To make it even more readable, I made the the eighth note the smallest note allowed in the sheet music. I then did some basic analysis on the audio dynamics which will translate into dynamic marks such as forte or pianissimo. This I can do rather naively by just looking at the intensity data of each syllable.
I thought the final step of rendering the actual sheet music would be the hardest step, but it turns out to be one of the easiest thanks to the amazing and free music engraving program called LilyPond. Lilypond allows you to use special text-based syntax to generate professional-looking sheet music. It figures out all the complicated spacing issues automatically, and even splits notes across measures when applicable. So all I needed to do was convert my musical note data into LilyPond’s syntax, and let it do the rest. Here it is!
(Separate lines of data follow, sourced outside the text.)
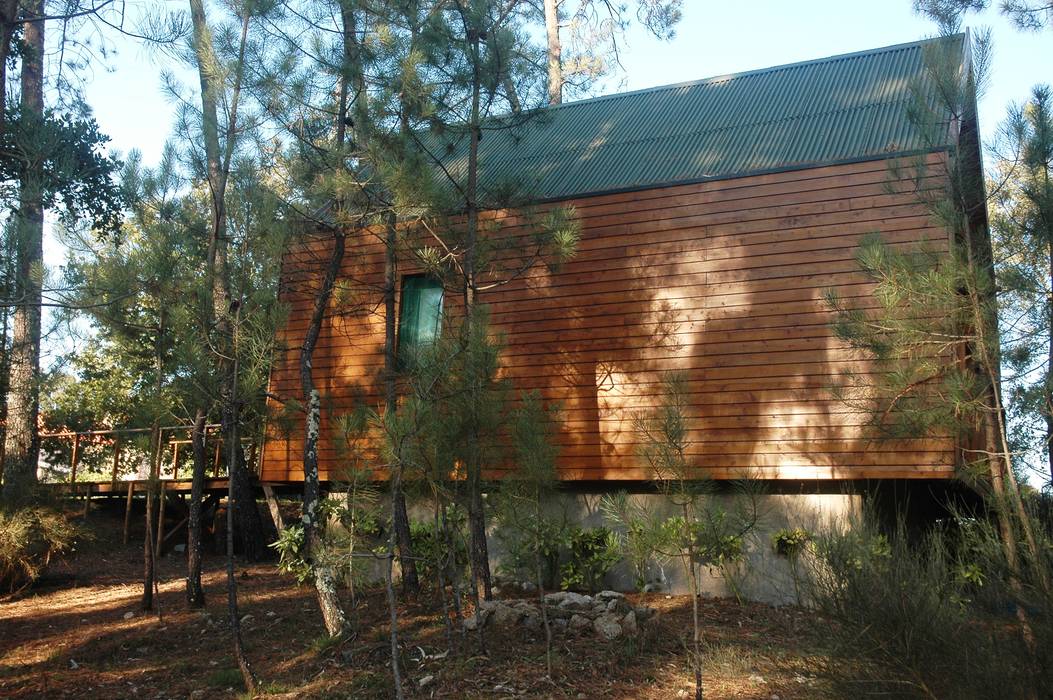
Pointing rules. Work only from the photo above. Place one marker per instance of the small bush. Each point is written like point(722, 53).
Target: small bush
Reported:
point(932, 616)
point(647, 539)
point(521, 551)
point(429, 544)
point(28, 538)
point(593, 553)
point(789, 542)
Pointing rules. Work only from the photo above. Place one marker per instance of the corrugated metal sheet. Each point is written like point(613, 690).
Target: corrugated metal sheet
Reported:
point(840, 108)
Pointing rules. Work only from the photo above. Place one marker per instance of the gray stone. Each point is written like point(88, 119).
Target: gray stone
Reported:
point(569, 600)
point(578, 624)
point(532, 622)
point(607, 626)
point(629, 623)
point(473, 621)
point(643, 613)
point(505, 616)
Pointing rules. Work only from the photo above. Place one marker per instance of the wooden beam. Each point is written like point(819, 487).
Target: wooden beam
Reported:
point(160, 516)
point(73, 461)
point(127, 512)
point(117, 463)
point(175, 460)
point(272, 503)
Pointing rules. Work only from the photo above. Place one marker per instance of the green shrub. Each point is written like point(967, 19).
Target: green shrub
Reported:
point(790, 542)
point(593, 553)
point(553, 542)
point(28, 538)
point(429, 544)
point(931, 616)
point(647, 539)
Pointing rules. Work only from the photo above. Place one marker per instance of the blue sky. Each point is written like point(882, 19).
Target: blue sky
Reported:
point(714, 38)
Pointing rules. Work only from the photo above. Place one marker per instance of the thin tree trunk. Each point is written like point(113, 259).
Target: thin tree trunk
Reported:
point(440, 564)
point(539, 580)
point(400, 519)
point(1049, 373)
point(476, 514)
point(195, 593)
point(5, 291)
point(147, 543)
point(21, 438)
point(333, 616)
point(250, 522)
point(555, 60)
point(8, 22)
point(696, 636)
point(393, 617)
point(232, 586)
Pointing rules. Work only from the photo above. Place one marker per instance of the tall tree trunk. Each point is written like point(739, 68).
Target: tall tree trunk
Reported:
point(232, 585)
point(21, 439)
point(400, 518)
point(250, 524)
point(476, 514)
point(147, 541)
point(8, 22)
point(333, 616)
point(6, 273)
point(195, 593)
point(555, 60)
point(1049, 370)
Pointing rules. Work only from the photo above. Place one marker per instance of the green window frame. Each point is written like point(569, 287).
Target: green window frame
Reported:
point(419, 316)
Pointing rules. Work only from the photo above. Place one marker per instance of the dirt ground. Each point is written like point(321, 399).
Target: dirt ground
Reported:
point(83, 636)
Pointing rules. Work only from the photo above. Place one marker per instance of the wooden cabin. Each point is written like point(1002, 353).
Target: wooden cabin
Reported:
point(714, 217)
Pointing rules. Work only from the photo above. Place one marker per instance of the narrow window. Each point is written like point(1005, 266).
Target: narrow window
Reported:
point(420, 315)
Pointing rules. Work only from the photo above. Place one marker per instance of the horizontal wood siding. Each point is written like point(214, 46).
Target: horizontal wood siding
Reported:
point(723, 280)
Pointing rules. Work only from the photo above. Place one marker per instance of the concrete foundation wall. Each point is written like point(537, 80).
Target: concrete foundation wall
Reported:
point(763, 576)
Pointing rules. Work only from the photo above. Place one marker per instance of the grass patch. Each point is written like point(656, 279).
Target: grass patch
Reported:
point(225, 678)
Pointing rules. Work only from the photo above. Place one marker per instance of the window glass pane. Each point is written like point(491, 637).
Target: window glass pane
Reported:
point(420, 314)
It’s not perfect, but I think one can get a better idea of how Angelou performed this poem compared to just the text. There’s a rabbit hole of additional improvements one could make: crescendos, articulation marks, or chords to name a few.
The Next Steps
For me, this opens up other interesting avenues to pursue. As someone who does not have a music composition background, this makes process-driven musical composition accessible for me, allowing me to generate melodies and rhythms from any audio of spoken language.
Perhaps this can be a bridge between oral history, sound archives, and the modern DJ. Loops and catchy beats dominate and propagate today’s culture through Hip-hop and electronic music. What happens if we can make history that is embedded in the melodies of spoken word as infectious and influential as a Beyoncé single?